The baker’s dozen of students in this class photo (shown with their teacher, standing second from the right) graduated in 1915, one year after the outbreak of WWI but two years before America’s entry into the fray. How might the world have seemed to this group of sixteen-year-olds on the cusp of independence and an otherwise bright future?

It was uncertain whether America would remain neutral, uninvolved with what Iowans might have thought a European affair. Ethnic ties to “the homeland”, however, may have divided the community, which included a substantial number of Germans, and may also have strained individual families with ties to both sides of the conflict. War is never easy, even when the enemy is “them” rather than “us.”

More than half the boys are sporting ties! I like that. But looking more closely at their faces, it’s difficult to believe each of them is just fifteen years old. That fellow seated second from the right seems barely twelve. While the tall chap standing second from the left ought to have graduated last year.

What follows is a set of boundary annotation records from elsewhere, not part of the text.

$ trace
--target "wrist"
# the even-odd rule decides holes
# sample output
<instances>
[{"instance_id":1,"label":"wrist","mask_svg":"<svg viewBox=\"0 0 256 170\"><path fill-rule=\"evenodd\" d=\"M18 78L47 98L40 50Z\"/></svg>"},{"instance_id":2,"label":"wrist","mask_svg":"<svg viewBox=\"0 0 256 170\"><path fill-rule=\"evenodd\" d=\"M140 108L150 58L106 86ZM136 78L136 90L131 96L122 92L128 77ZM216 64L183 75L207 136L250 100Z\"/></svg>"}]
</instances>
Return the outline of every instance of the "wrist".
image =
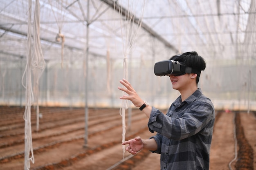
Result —
<instances>
[{"instance_id":1,"label":"wrist","mask_svg":"<svg viewBox=\"0 0 256 170\"><path fill-rule=\"evenodd\" d=\"M144 101L143 104L141 105L141 106L139 107L139 109L140 110L142 110L145 107L148 106L149 106L149 104L148 103L148 102L147 101L144 100Z\"/></svg>"}]
</instances>

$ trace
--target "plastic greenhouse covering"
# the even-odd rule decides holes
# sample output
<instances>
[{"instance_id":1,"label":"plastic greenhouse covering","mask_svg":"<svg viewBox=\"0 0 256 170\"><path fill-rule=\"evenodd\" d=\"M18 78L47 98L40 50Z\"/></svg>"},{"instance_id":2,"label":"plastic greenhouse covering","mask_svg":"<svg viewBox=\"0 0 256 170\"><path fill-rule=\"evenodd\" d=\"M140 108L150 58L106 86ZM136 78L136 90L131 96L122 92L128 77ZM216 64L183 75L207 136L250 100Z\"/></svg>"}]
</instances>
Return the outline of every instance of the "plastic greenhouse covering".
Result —
<instances>
[{"instance_id":1,"label":"plastic greenhouse covering","mask_svg":"<svg viewBox=\"0 0 256 170\"><path fill-rule=\"evenodd\" d=\"M255 110L256 8L254 0L0 0L0 104L118 108L125 78L167 108L180 94L154 64L195 51L207 62L198 86L216 108Z\"/></svg>"}]
</instances>

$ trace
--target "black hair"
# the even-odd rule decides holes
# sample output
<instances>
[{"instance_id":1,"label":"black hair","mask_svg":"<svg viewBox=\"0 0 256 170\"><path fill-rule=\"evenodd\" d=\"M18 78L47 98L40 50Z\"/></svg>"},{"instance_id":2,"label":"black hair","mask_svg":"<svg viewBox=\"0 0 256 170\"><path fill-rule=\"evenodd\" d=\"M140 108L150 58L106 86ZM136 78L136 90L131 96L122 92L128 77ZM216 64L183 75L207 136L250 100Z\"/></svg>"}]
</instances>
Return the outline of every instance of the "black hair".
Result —
<instances>
[{"instance_id":1,"label":"black hair","mask_svg":"<svg viewBox=\"0 0 256 170\"><path fill-rule=\"evenodd\" d=\"M204 59L198 54L195 51L187 52L182 54L174 55L171 57L170 60L178 61L182 62L186 66L199 71L204 71L206 67L206 62ZM196 84L199 82L200 75L198 74L196 78Z\"/></svg>"}]
</instances>

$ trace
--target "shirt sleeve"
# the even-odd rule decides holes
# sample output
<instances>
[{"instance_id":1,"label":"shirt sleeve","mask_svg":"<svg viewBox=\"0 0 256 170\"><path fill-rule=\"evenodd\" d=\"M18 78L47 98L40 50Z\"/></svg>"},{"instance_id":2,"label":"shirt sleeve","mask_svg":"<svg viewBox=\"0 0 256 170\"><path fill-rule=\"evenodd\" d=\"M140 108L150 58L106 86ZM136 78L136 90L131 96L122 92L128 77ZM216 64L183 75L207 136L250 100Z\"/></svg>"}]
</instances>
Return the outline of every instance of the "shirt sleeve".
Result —
<instances>
[{"instance_id":1,"label":"shirt sleeve","mask_svg":"<svg viewBox=\"0 0 256 170\"><path fill-rule=\"evenodd\" d=\"M152 108L148 124L149 130L174 140L181 140L200 132L212 119L213 109L209 103L193 103L189 108L182 110L172 117Z\"/></svg>"}]
</instances>

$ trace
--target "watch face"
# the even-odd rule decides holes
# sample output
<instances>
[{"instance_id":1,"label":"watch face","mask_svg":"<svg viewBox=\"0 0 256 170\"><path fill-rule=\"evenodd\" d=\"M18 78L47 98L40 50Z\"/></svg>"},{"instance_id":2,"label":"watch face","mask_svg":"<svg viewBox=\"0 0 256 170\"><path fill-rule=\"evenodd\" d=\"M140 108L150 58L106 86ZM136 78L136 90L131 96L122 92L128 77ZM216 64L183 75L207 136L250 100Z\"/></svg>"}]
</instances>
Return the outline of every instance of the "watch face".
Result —
<instances>
[{"instance_id":1,"label":"watch face","mask_svg":"<svg viewBox=\"0 0 256 170\"><path fill-rule=\"evenodd\" d=\"M148 101L144 101L144 102L145 103L146 105L147 106L149 105L149 103L148 103Z\"/></svg>"}]
</instances>

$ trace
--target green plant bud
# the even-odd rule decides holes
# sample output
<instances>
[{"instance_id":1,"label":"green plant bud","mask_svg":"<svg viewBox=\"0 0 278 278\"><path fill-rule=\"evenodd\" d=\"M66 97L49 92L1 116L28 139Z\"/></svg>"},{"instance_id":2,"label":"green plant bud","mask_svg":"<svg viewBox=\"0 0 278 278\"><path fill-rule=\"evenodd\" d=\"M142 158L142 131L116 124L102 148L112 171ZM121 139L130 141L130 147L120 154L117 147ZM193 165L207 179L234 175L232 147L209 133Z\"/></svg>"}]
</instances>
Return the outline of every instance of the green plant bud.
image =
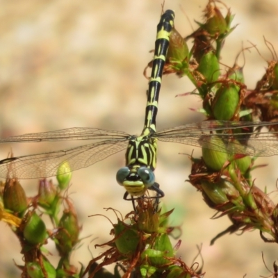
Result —
<instances>
[{"instance_id":1,"label":"green plant bud","mask_svg":"<svg viewBox=\"0 0 278 278\"><path fill-rule=\"evenodd\" d=\"M220 74L220 67L215 54L213 51L204 54L201 58L197 70L203 75L207 83L216 81Z\"/></svg>"},{"instance_id":2,"label":"green plant bud","mask_svg":"<svg viewBox=\"0 0 278 278\"><path fill-rule=\"evenodd\" d=\"M219 137L209 138L208 142L210 145L219 146L223 150L225 149L225 145ZM227 153L206 149L204 147L202 148L202 153L206 166L213 171L220 171L224 163L229 160Z\"/></svg>"},{"instance_id":3,"label":"green plant bud","mask_svg":"<svg viewBox=\"0 0 278 278\"><path fill-rule=\"evenodd\" d=\"M152 266L152 265L142 265L140 267L140 272L141 274L141 276L145 278L145 277L152 277L152 278L156 278L158 277L156 275L154 275L154 273L156 273L157 271L157 268Z\"/></svg>"},{"instance_id":4,"label":"green plant bud","mask_svg":"<svg viewBox=\"0 0 278 278\"><path fill-rule=\"evenodd\" d=\"M166 60L171 58L178 61L183 61L188 56L188 47L183 38L174 28L172 29L170 35L170 44Z\"/></svg>"},{"instance_id":5,"label":"green plant bud","mask_svg":"<svg viewBox=\"0 0 278 278\"><path fill-rule=\"evenodd\" d=\"M272 94L271 96L270 104L274 109L278 110L278 96L277 94Z\"/></svg>"},{"instance_id":6,"label":"green plant bud","mask_svg":"<svg viewBox=\"0 0 278 278\"><path fill-rule=\"evenodd\" d=\"M170 267L170 272L167 275L166 278L190 278L189 273L186 273L181 266L174 265Z\"/></svg>"},{"instance_id":7,"label":"green plant bud","mask_svg":"<svg viewBox=\"0 0 278 278\"><path fill-rule=\"evenodd\" d=\"M270 78L270 88L272 90L278 90L278 63L275 63L273 67L273 73Z\"/></svg>"},{"instance_id":8,"label":"green plant bud","mask_svg":"<svg viewBox=\"0 0 278 278\"><path fill-rule=\"evenodd\" d=\"M203 28L211 35L224 34L227 31L227 22L219 9L210 6L206 8L209 9L209 17L203 25Z\"/></svg>"},{"instance_id":9,"label":"green plant bud","mask_svg":"<svg viewBox=\"0 0 278 278\"><path fill-rule=\"evenodd\" d=\"M229 79L235 80L244 84L243 67L239 67L236 65L229 70L228 76Z\"/></svg>"},{"instance_id":10,"label":"green plant bud","mask_svg":"<svg viewBox=\"0 0 278 278\"><path fill-rule=\"evenodd\" d=\"M172 257L173 254L174 250L169 236L163 233L158 234L156 238L153 246L142 253L141 259L147 259L152 265L161 265L169 263L169 260L165 257Z\"/></svg>"},{"instance_id":11,"label":"green plant bud","mask_svg":"<svg viewBox=\"0 0 278 278\"><path fill-rule=\"evenodd\" d=\"M61 190L67 188L72 179L72 173L71 172L70 164L65 161L57 170L56 179Z\"/></svg>"},{"instance_id":12,"label":"green plant bud","mask_svg":"<svg viewBox=\"0 0 278 278\"><path fill-rule=\"evenodd\" d=\"M22 216L27 208L27 198L21 184L16 179L8 179L3 193L5 209L8 209Z\"/></svg>"},{"instance_id":13,"label":"green plant bud","mask_svg":"<svg viewBox=\"0 0 278 278\"><path fill-rule=\"evenodd\" d=\"M201 186L214 205L224 204L231 199L236 199L239 197L239 193L233 184L224 179L217 182L202 180Z\"/></svg>"},{"instance_id":14,"label":"green plant bud","mask_svg":"<svg viewBox=\"0 0 278 278\"><path fill-rule=\"evenodd\" d=\"M240 173L242 174L244 174L246 173L246 172L248 170L250 169L252 162L253 162L253 161L251 158L251 157L247 156L242 157L241 158L238 158L238 159L234 160L233 161L233 163L231 163L231 165L229 167L233 167L234 163L236 163L237 167L240 171Z\"/></svg>"},{"instance_id":15,"label":"green plant bud","mask_svg":"<svg viewBox=\"0 0 278 278\"><path fill-rule=\"evenodd\" d=\"M43 259L44 271L47 273L48 278L56 278L56 271L54 267L45 259ZM45 277L42 268L38 262L29 262L26 263L27 273L30 278Z\"/></svg>"},{"instance_id":16,"label":"green plant bud","mask_svg":"<svg viewBox=\"0 0 278 278\"><path fill-rule=\"evenodd\" d=\"M61 254L69 254L77 243L80 228L76 215L69 210L64 211L55 236L56 247Z\"/></svg>"},{"instance_id":17,"label":"green plant bud","mask_svg":"<svg viewBox=\"0 0 278 278\"><path fill-rule=\"evenodd\" d=\"M44 208L51 206L56 196L57 190L51 181L46 179L40 180L38 202Z\"/></svg>"},{"instance_id":18,"label":"green plant bud","mask_svg":"<svg viewBox=\"0 0 278 278\"><path fill-rule=\"evenodd\" d=\"M44 278L44 275L38 262L26 263L27 273L30 278Z\"/></svg>"},{"instance_id":19,"label":"green plant bud","mask_svg":"<svg viewBox=\"0 0 278 278\"><path fill-rule=\"evenodd\" d=\"M229 120L236 112L239 101L238 86L223 84L216 92L212 110L216 120Z\"/></svg>"},{"instance_id":20,"label":"green plant bud","mask_svg":"<svg viewBox=\"0 0 278 278\"><path fill-rule=\"evenodd\" d=\"M23 229L24 238L32 245L42 244L48 236L44 222L35 211L29 211L26 217L27 220Z\"/></svg>"},{"instance_id":21,"label":"green plant bud","mask_svg":"<svg viewBox=\"0 0 278 278\"><path fill-rule=\"evenodd\" d=\"M136 250L140 241L138 231L132 226L128 225L118 220L114 225L117 249L124 255L132 254Z\"/></svg>"}]
</instances>

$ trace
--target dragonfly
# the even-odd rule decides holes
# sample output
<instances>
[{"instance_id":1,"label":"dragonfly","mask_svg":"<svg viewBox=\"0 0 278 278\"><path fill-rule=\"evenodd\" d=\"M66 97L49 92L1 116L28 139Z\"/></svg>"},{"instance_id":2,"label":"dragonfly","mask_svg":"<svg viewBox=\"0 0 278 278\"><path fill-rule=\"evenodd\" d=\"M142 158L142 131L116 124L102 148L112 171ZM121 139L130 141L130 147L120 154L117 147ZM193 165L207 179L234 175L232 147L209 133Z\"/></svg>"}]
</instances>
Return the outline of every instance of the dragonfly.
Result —
<instances>
[{"instance_id":1,"label":"dragonfly","mask_svg":"<svg viewBox=\"0 0 278 278\"><path fill-rule=\"evenodd\" d=\"M268 122L229 122L210 120L156 130L158 97L163 70L169 48L170 32L174 27L174 13L166 10L157 26L154 56L147 90L145 123L140 136L124 131L96 128L73 127L54 131L28 133L0 139L0 143L39 142L44 141L85 140L91 142L66 149L44 152L0 161L0 177L35 179L54 177L88 167L126 149L126 165L116 174L117 183L128 195L143 196L149 189L164 196L156 181L157 141L202 147L229 154L263 156L278 154L278 132L246 133L245 129L271 127L277 123ZM238 132L241 129L242 132ZM234 134L233 131L237 131ZM220 138L224 144L219 144ZM64 163L70 167L60 167Z\"/></svg>"}]
</instances>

Perhaps I’m seeing school too rigidly, too much the template of performance expectations happily met. How many saw their education as a chore, an experience to be endured, not enjoyed? [I did.]

Why are there so few females? Statistics say one of the thirteen is gay, yet what would he/she do about it if they understood?

And what of their intentions after graduation? Any aspirin doctors?  Lawyers? How strong were the ties to “home”? How many were already packing their bags and hoping to achieve escape velocity?

You have no idea how much I’d like to talk with them.